Review of XML Schema: Formal Description from Peter Fankhauser on 2001-05-23 (www-xml-schema-comments@w3.org from April to June 2001)

From: Peter Fankhauser <fankp@darmstadt.gmd.de>
Date: Wed, 23 May 2001 11:10:13 +0200
To: <www-xml-schema-comments@w3.org>
Cc: <w3c-xml-query-wg@w3.org>
Message-ID: <KNEAKBHGPLOADKCAOIFNEEAICEAA.fankp@darmstadt.gmd.de>
Hi,

find enclosed the XML Query Working Group review of
XML Schema: Formal Description
W3C Working Draft, 20 March 2001
http://www.w3.org/TR/2001/WD-xmlschema-formal-20010320/

Best regards,

Peter Fankhauser
----

General Comments:

Formalizing XML-Schema Part 1 (structures) is a daunting endeavour. The
editors have done a great job in formalizing some of the key issues
arising in the deployment of XML-Schema Part 1:

(a) normalized universal names for schema components
(b) a reasonably concise syntax for XML Schema to facilitate formalization
(c) a formal characterization of document validation

I've reviewed the document from the perspective of an editor of
the XML Query Formalization WD (in short XQF), checking to which extent
the XML Schema Formalization WD (in short XSF), provides a path to fully
align the XQF's current type system with that of XML Schema.

Some of the most pressing open issues from this perspective are:

(1) Alignment of type system:

how can the XDuce inspired type system of XQF be aligned with
XML Schema?
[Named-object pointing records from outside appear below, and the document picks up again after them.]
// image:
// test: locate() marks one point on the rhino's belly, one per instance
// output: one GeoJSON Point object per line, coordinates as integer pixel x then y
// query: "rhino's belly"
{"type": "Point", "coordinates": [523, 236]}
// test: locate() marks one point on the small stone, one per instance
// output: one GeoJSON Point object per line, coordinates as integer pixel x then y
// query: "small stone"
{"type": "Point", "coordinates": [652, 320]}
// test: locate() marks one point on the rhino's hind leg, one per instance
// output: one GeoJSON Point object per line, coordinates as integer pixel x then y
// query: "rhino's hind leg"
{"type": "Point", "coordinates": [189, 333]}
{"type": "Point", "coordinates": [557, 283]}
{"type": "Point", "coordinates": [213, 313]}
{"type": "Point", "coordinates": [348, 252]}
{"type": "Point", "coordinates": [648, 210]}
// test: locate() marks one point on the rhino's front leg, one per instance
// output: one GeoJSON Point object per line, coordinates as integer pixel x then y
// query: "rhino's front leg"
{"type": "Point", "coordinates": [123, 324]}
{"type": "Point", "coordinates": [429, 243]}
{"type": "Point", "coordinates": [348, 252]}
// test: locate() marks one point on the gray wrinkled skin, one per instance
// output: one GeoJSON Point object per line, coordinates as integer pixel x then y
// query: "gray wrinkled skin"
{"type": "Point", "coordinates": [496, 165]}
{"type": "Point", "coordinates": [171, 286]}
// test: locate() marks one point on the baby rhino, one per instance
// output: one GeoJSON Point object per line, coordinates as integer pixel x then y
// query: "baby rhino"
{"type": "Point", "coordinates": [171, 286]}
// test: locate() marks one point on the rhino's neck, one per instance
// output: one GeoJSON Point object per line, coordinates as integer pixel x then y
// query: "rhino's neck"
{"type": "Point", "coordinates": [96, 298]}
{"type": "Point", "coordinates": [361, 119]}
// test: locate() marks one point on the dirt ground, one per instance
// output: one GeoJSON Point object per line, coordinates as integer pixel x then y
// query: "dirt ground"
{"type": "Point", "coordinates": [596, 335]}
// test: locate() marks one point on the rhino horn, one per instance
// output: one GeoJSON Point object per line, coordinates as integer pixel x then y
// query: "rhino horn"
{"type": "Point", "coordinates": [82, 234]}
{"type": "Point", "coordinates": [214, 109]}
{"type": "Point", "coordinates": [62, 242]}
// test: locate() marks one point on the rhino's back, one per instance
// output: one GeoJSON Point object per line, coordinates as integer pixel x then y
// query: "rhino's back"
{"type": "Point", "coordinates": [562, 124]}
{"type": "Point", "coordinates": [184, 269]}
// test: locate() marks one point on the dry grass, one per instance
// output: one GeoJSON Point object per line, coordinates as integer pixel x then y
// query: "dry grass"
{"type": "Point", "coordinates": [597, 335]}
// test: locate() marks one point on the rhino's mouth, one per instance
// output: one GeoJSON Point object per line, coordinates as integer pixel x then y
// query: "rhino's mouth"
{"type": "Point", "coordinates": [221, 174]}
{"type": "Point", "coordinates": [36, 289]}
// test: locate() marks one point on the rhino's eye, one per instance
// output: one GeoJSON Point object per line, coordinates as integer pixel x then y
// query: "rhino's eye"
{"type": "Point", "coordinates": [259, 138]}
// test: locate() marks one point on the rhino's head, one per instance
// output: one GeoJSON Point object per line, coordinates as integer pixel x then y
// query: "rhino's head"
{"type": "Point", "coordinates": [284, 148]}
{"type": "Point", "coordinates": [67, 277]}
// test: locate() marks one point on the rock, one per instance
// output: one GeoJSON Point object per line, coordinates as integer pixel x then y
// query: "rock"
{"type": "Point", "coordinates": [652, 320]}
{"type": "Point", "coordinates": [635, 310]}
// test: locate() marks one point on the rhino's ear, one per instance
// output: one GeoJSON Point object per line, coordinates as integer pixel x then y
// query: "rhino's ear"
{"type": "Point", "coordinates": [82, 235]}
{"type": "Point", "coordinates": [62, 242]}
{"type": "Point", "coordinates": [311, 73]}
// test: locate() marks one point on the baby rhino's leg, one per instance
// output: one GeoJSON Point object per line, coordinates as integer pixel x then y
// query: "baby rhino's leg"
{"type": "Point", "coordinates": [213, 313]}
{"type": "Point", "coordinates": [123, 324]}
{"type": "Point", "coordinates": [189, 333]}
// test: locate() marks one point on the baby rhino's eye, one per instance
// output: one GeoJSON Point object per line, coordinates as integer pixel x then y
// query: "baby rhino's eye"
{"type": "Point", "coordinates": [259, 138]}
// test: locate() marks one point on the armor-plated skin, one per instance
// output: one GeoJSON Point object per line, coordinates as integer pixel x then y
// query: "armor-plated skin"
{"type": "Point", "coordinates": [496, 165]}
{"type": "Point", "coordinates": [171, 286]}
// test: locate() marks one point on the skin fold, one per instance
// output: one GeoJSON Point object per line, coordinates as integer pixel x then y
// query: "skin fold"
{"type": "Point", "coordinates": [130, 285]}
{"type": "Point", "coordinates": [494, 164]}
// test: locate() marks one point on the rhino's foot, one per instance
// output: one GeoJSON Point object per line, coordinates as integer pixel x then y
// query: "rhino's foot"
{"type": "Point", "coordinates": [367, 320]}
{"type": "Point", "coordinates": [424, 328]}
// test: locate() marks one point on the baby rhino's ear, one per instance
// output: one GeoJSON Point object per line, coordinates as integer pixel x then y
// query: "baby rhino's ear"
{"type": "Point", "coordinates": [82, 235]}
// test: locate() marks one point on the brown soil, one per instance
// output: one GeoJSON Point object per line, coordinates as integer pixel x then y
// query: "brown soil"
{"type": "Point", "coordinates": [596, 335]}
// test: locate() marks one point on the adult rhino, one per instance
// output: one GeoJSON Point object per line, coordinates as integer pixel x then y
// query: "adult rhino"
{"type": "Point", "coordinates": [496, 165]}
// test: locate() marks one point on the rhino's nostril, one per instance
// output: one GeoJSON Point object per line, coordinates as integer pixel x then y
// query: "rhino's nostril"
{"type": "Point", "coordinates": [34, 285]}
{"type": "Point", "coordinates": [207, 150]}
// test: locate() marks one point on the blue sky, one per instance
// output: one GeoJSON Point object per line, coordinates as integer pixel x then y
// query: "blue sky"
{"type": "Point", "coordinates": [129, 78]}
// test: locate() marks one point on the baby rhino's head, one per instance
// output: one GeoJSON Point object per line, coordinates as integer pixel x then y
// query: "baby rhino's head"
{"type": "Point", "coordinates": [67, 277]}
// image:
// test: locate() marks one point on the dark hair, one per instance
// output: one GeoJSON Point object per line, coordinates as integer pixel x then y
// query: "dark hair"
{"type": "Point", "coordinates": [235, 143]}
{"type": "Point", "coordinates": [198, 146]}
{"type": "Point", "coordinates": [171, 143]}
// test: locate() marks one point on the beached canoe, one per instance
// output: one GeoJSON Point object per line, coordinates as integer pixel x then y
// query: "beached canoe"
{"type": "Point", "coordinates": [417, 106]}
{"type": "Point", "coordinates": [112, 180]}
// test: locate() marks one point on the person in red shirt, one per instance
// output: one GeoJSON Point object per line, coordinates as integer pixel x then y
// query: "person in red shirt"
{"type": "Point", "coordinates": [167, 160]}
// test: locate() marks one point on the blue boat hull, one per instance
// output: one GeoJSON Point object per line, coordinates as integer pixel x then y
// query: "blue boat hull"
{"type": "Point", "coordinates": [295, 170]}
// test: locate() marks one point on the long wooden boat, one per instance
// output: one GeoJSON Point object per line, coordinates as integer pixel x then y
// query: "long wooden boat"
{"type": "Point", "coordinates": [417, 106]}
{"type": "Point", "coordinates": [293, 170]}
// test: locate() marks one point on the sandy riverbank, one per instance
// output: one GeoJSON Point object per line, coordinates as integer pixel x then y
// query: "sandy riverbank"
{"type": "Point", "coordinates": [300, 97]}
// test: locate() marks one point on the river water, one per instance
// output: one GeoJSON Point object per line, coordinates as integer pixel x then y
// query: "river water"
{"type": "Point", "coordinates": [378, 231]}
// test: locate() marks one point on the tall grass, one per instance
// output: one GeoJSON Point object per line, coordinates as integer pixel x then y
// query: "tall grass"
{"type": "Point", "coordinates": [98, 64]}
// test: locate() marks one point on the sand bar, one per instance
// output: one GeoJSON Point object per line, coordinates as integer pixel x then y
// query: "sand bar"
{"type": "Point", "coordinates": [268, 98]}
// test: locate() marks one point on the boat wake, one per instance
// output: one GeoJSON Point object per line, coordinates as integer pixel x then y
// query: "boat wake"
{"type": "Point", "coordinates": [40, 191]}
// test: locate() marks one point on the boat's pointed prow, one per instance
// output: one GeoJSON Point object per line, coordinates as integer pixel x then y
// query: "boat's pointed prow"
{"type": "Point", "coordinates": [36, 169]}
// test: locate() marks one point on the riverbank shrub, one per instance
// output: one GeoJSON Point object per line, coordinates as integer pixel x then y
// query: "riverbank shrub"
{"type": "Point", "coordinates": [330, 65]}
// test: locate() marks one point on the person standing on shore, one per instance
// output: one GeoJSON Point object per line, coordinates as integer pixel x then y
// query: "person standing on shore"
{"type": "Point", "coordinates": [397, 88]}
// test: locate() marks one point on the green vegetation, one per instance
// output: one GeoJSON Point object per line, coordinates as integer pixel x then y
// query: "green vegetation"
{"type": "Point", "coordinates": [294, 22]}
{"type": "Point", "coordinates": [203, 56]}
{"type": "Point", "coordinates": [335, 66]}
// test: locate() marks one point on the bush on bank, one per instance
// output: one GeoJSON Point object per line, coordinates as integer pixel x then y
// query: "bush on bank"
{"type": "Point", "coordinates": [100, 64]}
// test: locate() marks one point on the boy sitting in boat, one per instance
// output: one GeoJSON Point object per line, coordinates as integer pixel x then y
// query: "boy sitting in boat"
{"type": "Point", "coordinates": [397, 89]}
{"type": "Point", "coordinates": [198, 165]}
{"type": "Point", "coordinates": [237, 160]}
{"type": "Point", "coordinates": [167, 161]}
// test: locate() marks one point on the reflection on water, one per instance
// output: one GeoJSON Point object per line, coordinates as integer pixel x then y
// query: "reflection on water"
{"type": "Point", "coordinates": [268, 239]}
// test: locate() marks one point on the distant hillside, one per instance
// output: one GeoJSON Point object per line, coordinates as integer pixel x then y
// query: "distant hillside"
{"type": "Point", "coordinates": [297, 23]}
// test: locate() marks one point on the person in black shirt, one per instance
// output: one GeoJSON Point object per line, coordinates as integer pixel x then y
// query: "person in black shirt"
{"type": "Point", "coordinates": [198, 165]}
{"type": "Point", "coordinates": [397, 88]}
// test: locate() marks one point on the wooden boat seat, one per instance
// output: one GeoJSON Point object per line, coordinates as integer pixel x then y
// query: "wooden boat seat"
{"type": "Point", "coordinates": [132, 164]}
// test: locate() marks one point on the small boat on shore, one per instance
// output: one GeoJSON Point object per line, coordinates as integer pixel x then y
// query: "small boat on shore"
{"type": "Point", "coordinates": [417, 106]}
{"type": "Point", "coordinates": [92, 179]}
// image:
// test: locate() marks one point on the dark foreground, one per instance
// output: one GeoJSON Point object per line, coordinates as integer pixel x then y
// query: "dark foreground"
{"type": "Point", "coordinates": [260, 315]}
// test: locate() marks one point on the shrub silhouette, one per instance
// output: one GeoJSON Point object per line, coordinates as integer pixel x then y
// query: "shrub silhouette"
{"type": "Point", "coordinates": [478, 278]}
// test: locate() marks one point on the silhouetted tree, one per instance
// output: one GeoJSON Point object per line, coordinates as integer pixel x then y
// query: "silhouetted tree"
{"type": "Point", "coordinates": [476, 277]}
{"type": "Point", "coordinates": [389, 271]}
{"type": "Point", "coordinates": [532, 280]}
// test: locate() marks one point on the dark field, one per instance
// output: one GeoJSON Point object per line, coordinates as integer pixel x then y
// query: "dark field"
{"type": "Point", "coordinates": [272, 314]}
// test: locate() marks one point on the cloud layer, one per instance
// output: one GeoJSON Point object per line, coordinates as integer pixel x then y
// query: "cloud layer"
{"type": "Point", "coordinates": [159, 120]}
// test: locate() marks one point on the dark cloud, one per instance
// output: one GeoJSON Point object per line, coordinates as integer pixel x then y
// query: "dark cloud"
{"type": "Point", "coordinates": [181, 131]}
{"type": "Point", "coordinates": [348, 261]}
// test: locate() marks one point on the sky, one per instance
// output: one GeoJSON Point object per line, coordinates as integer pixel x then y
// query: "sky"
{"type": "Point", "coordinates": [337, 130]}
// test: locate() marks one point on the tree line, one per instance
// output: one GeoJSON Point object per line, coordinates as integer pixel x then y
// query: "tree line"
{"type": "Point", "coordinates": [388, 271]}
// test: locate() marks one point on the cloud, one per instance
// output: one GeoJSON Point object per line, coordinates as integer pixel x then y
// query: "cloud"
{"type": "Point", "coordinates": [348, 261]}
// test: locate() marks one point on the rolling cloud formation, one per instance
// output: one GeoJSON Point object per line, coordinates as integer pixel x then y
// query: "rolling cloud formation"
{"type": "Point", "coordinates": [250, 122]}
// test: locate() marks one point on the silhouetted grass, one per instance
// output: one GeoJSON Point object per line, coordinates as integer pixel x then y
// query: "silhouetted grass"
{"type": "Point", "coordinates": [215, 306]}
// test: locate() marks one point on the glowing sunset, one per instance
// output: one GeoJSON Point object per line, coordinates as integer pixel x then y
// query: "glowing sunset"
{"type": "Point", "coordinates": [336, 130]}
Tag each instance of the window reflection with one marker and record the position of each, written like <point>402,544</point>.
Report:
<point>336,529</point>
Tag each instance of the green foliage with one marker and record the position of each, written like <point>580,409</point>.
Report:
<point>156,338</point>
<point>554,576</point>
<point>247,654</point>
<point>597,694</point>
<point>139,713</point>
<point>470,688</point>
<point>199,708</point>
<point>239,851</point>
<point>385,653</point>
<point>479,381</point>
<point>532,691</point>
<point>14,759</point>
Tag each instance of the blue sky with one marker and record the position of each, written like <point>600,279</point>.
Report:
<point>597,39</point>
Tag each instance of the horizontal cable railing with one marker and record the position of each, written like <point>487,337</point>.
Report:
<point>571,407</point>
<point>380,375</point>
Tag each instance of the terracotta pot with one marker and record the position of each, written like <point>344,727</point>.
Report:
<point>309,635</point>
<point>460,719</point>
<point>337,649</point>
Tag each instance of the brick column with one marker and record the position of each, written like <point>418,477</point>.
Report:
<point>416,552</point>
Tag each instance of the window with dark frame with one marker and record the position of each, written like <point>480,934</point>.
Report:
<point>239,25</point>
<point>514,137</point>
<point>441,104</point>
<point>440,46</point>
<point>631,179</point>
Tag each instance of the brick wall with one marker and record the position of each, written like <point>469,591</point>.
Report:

In particular:

(a) how can we repair the undifferentiated notion of a "type variable" in
XQF?

That is: in XQF "type variables" are used for three different purposes:

(a.1) element declarations:

type Bib = bib[book[]]

(a.2) complex type definitions

(which may recurse)

type Part = Complex | Simple

(a.3) model groups

type Book = book[]{1,*}
(which may not recurse)

(b) how can we reflect the component-model of XML Schema?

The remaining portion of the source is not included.